Jack looked down at the cassette player.
   

"Yeah…"
 

Jack reached down and placed his finger on the eject button.
 
He tapped it and Rebecca's tape spit out.
 
He held it up for a few seconds, frowned, then tossed it across his desk, scattering a few papers.
 
One of them, the invitation his brother had left, fluttered to the floor by his feet.

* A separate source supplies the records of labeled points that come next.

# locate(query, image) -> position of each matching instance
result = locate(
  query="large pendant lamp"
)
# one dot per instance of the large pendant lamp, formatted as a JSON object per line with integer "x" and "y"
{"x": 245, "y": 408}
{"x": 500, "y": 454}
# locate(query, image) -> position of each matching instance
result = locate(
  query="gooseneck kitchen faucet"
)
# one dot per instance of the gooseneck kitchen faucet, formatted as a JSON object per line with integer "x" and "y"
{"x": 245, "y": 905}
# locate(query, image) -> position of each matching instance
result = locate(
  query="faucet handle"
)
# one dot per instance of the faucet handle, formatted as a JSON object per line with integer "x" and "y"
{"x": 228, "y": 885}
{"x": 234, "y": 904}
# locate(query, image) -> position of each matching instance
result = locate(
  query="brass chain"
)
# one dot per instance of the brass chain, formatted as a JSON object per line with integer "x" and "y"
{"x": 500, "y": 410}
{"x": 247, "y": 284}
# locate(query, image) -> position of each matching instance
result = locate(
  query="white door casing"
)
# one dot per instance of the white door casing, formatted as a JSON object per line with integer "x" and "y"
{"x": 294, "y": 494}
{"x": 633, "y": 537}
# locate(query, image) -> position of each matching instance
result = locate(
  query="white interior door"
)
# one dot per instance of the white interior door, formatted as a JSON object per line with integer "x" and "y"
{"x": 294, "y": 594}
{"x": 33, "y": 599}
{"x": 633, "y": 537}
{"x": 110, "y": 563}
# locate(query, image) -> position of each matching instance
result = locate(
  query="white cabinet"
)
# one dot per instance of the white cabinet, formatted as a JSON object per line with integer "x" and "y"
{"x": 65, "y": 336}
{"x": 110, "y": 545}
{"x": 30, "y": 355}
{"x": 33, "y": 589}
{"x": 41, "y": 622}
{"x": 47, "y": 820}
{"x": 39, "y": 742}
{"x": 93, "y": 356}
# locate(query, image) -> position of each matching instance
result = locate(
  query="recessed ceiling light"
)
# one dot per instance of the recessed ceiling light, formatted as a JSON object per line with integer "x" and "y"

He reached down to pick it up.
 
He slid his finger under the lip of the envelope and opened it.

CHAPTER 54

Laura turned down Hastings Boulevard and noticed how much things had changed since she last traveled these parts as a teenager over a decade ago.
 
It was much dirtier now, several stores she used to frequent had been shuttered.
 
The corner drug store where she once stole cigarettes was still open.
 

"Where are we going?" Rebecca asked from the back seat.
 

"To see an old friend."
 
Laura had decided to just put it all out on the table for Rebecca.
 
Whatever the consequences.
 
She knew this was all inevitable.
 
It was time.

Laura exchanged glances between Rebecca and the road, watching her expression for any changes, looks of recognition, any reaction at all.
 
But Rebecca just sat quietly.

She turned down Woods Avenue, Hester's apartment complex came into view.
 
It was all coming back to her now.
 
Carmen had always seemed embarrassed by her family, especially her mother.
 
Hester was very religious and often said or did things to make it seem like Carmen was being raised in the middle ages.
 
She came across as a fanatic to the uninitiated.
 
But Laura never thought anything less of her, or considered her weird.
 
Compared to her own upbringing, most other families seemed normal.
 

As she pulled up to the curb, she gazed at the iron railing along the steps that led to a small balcony by the apartment entrance.
 
On days with nothing to do, she and Carmen had stood up there and watched the traffic go by.
 

On one occasion, a blue and white-striped butterfly with an enormous wingspan fluttered past them and landed on Laura's shoulder.
 
Laura remembered screaming with excitement.
 
The noise brought Carmen's mother, Hester, to the front door to see what all the fuss was about.
 
Carmen reached out to touch the butterfly and Hester yelled at her to leave it alone.
 
She remembered Hester saying if a butterfly lands on your shoulder, it means that you have a good aura and a kind spirit.
 
And that other spirits would want to remain close to you, love you.
 
How's that working out, Laura?

Carmen commented on how beautiful the butterfly was.
 
Hester then asked Carmen if she had thanked God for showing her such beauty.
 
She then made Carmen say it out loud.
 
"Thank you Lord, for revealing to me your beauty in the world."
 
Carmen was so embarrassed, she didn't speak the rest of the afternoon.
 
That was the only really odd moment that stood out in Laura's mind.
 

Laura put the car in park and walked around to let Rebecca out.
 
Rebecca didn't act unusual, she didn't show any emotion at all.
 
Laura was surprised.
 
Blank wasn't the reaction she was expecting.